Examination of Witnesses (Questions 1120-1139)

PROFESSOR SIR GORDON CONWAY KCMG, PROFESSOR PAUL WILES AND PROFESSOR FRANK KELLY

7 JUNE 2006

  Q1120  Mr Newmark: Do any of your departments publish all research that is used to underpin policy development?

  Professor Wiles: Any social research within the Home Office is published subject to three constraints. The first one is that I say it is of good enough quality to be published. When I say "I say" actually what happens is we have external and independent peer review and on the basis of that peer review I then take the decision as to whether it should be published. If I decide, as a result of peer review, it is not good enough to be published, if it is external research the authors are then free to seek publication if they can. The other two conditions in which I might constrain publication are first of all if I think it is in the national interest not to. I have done that very rarely but to give you a concrete example we recently had some research done on how the Internet could be used for child pornography. That actually literally explained how you could do it. I did not think it was in the national interest that that should be published. We made it available on restricted circulation to limited police officers and I thought that was the right thing to do. The third thing, occasionally, is commercial confidentiality.

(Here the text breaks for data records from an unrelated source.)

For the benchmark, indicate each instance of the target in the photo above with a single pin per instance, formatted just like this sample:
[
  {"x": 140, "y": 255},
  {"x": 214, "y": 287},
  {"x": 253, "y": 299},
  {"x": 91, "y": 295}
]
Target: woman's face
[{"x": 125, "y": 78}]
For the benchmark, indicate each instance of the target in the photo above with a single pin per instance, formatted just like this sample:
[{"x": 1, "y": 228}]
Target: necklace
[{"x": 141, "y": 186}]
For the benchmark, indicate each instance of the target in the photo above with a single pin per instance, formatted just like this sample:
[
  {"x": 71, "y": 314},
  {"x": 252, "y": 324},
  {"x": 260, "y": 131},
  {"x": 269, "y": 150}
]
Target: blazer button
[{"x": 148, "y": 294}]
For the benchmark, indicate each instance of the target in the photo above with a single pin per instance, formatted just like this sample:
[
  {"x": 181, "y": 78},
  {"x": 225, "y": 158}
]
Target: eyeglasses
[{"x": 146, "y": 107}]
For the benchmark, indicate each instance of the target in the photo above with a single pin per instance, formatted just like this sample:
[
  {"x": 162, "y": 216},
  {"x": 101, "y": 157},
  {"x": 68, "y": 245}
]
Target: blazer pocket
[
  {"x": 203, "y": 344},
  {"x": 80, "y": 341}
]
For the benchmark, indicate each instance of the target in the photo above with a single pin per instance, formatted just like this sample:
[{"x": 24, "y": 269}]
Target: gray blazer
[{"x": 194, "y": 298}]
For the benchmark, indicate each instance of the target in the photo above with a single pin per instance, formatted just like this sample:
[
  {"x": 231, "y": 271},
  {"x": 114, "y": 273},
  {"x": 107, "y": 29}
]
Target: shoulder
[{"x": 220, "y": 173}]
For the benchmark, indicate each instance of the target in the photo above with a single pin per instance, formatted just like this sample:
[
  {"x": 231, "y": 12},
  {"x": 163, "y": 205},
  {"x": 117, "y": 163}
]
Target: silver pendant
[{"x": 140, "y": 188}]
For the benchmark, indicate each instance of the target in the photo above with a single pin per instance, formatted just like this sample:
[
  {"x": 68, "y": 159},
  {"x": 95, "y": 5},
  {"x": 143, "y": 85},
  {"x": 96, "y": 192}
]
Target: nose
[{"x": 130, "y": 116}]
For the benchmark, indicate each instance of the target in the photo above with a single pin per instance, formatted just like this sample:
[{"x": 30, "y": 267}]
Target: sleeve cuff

  Q1121  Mr Newmark: I can understand the points you are making but generally expert advice that is given to ministers . . .

  Professor Wiles: Forgive me, that is a different question. You asked me initially about research and I am saying when we commission or carry out social research in the Home Office then that is published subject to what I have just said. Advice to ministers is quite different. We do not publish the content of our advice to ministers.

  Q1122  Chairman: Do you think you should?

  Professor Wiles: I think it is sensible to do what we do, which is to publish the underlying research on which that advice has drawn.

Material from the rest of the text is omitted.